May 24 (Bloomberg) -- Soybeans fell the most in three weeks as the highest prices this year prompted U.S. farmers to boost sales and processors offered smaller premiums for deliveries. Wheat futures also slid while corn rose.
Processors in Mankato, Minnesota, cut the premium to 6 cents a bushel over July futures yesterday, down from 80 cents a week earlier, according to data compiled by Bloomberg. Export terminals near New Orleans cut premiums to 86 cents over Chicago futures for July delivery today, down from $1.48 a week earlier, according to the U.S. Department of Agriculture. Prices surged as much as 11 percent since the end of April, reaching a six-month high yesterday.

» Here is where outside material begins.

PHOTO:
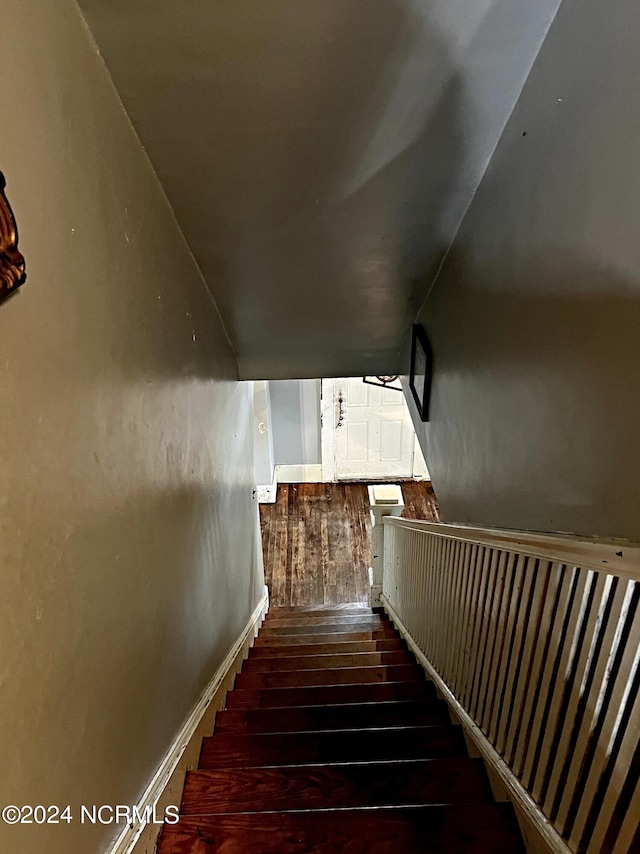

“The soybean basis is retreating in both the U.S. and South America, after farmers increased sales this week,” Richard Feltes, the vice president of research for R.J. O’Brien & Associates in Chicago, said in a telephone interview. “Crushers now have enough supplies until the end of June.”
Soybean futures for delivery in July slid 1.6 percent to close at $14.7625 a bushel at 1:15 p.m. on the Chicago Board of Trade, paring this week gain to 1.9 percent. It was the fourth straight weekly increase, matching a run of advances through Feb. 1. Yesterday, the price touched $15.4675, the highest for a most-active contract since Nov. 2.
Soybeans for delivery in November, after the harvest, rose 0.4 percent to $12.4775 on forecasts that wet weather will slow planting in the U.S., increasing the risk of lower yields.
Trading of oilseed and grain futures in Chicago will be closed May 27 for a national holiday.
Wheat futures for July delivery declined 0.8 percent to $6.975 a bushel on the CBOT. Prices gained 2.1 percent this week on speculation that demand for U.S. inventories would increase. U.S. exporters sold 180,000 metric tons of soft red winter wheat to China, the USDA announced today.
Corn futures for December delivery rose 0.3 percent to $5.365 a bushel in Chicago. The contract has fallen 11 percent this year as farmers plan to sow the most acres since 1936 and rains have replenished soil moisture after last year’s drought.